Tras la muerte de Franco en 1975, la situación de las internas del Patronato de Protección a la Mujer no cambió de forma inmediata; de hecho, la institución continuó operando durante diez años más en plena democracia, desapareciendo definitivamente en 1985.
Los aspectos clave de lo que ocurrió con las internas en este periodo fueron:
1. El mantenimiento de la represión en democracia
A pesar del cambio de régimen político, la vida dentro de los reformatorios siguió marcada por la falta de derechos fundamentales. En 1975, las jóvenes aún carecían de derecho a llamadas telefónicas o a escribir cartas sin censura. Mientras el país vivía la "Transición" y aparecían revistas como Interviú con mujeres desnudas en las portadas, miles de jóvenes seguían encerradas en centros que funcionaban como cárceles por motivos que "no se sostenían", como seguir a artistas de moda o escuchar a los Beatles.
2. Sucesos que precipitaron el fin
Dos hechos fueron fundamentales para visibilizar el horror y forzar el cierre de los centros:
La muerte de Inmaculada Valderrama (1983): Esta interna falleció en el centro de San Fernando de Henares en circunstancias extrañas (posible suicidio o intento de fuga). El suceso provocó revueltas populares bajo el lema "el reformatorio mata" y atrajo la atención de la prensa nacional.
La rebelión de Peñagrande (1982-1983): Lideradas por Isabel Gallego Soler, un grupo de internas envió cartas anónimas denunciando la venta de bebés, los castigos y la mala alimentación. Esto llevó a una inspección de las autoridades y al cierre de la maternidad por sus condiciones inhumanas e infectadas.
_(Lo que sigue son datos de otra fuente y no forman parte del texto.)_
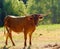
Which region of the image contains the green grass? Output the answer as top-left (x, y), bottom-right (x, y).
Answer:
top-left (0, 24), bottom-right (60, 47)
top-left (37, 24), bottom-right (60, 31)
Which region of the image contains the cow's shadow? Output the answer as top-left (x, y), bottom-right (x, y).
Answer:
top-left (23, 45), bottom-right (31, 49)
top-left (1, 45), bottom-right (11, 49)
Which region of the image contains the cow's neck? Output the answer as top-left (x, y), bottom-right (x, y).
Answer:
top-left (34, 16), bottom-right (39, 25)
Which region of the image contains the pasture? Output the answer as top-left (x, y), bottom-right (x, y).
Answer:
top-left (0, 24), bottom-right (60, 49)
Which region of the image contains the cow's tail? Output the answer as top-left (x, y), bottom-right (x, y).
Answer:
top-left (4, 27), bottom-right (6, 40)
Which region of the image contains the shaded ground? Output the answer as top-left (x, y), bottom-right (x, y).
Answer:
top-left (0, 24), bottom-right (60, 49)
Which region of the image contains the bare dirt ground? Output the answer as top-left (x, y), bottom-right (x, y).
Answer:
top-left (0, 26), bottom-right (60, 49)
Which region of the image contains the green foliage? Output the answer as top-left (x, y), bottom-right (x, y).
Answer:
top-left (0, 0), bottom-right (60, 24)
top-left (3, 0), bottom-right (26, 15)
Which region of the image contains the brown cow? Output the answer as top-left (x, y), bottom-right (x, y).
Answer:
top-left (4, 14), bottom-right (43, 46)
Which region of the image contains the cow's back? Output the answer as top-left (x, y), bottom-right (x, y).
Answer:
top-left (5, 16), bottom-right (35, 32)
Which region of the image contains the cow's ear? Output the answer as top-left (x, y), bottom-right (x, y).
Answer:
top-left (28, 17), bottom-right (33, 20)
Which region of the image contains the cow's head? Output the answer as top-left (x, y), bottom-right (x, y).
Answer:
top-left (32, 14), bottom-right (43, 25)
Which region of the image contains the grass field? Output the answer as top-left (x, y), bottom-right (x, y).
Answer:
top-left (0, 24), bottom-right (60, 49)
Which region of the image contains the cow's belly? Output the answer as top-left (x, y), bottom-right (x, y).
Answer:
top-left (9, 26), bottom-right (23, 33)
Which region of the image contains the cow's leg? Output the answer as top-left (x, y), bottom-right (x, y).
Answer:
top-left (9, 30), bottom-right (15, 46)
top-left (5, 33), bottom-right (8, 45)
top-left (5, 27), bottom-right (9, 45)
top-left (29, 33), bottom-right (32, 46)
top-left (24, 33), bottom-right (27, 46)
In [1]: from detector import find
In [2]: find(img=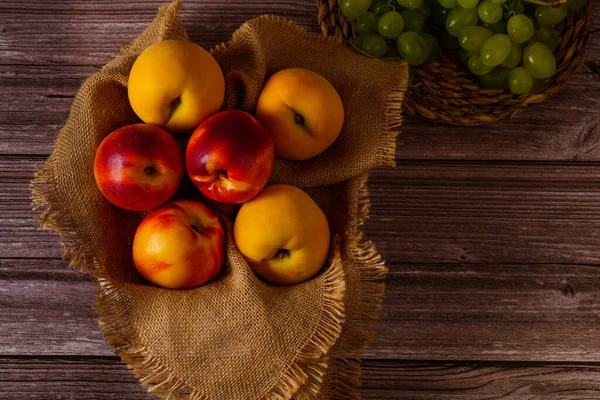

3. Disolución "por la puerta de atrás"
El cierre definitivo del Patronato no se produjo mediante una ley específica o un proceso de reflexión política, sino de forma administrativa. Se eliminó su presupuesto estatal y las competencias sobre la tutela de las mujeres se transfirieron de manera paulatina a las comunidades autónomas entre 1984 y 1986.
4. Secuelas y la lucha por la recuperación de los hijos
Para muchas internas, la salida del centro no significó el fin del calvario. Salieron con secuelas psicológicas de por vida y muchas de ellas, al llegar la era de internet, comenzaron a buscar a los hijos que les habían sido arrebatados o entregados en adopciones irregulares. Testimonios actuales relatan cómo, décadas después, han logrado localizar a sus hijos a través de redes sociales y registros de nacimiento tras años de haber ocultado su pasado por vergüenza.
5. Reconocimiento tardío
No fue hasta el 9 de junio de 2025 cuando la Iglesia (a través de la CONFER) pidió perdón oficialmente por los abusos en estos centros, aunque algunas supervivientes consideraron que fue un "perdón de plástico" y sin un sentimiento real. Además, en octubre de 2025, el Ministerio de Memoria Democrática reconoció a Eva García de la Torre como la primera víctima oficial de la institución, marcando un hito en la reparación histórica de estas mujeres.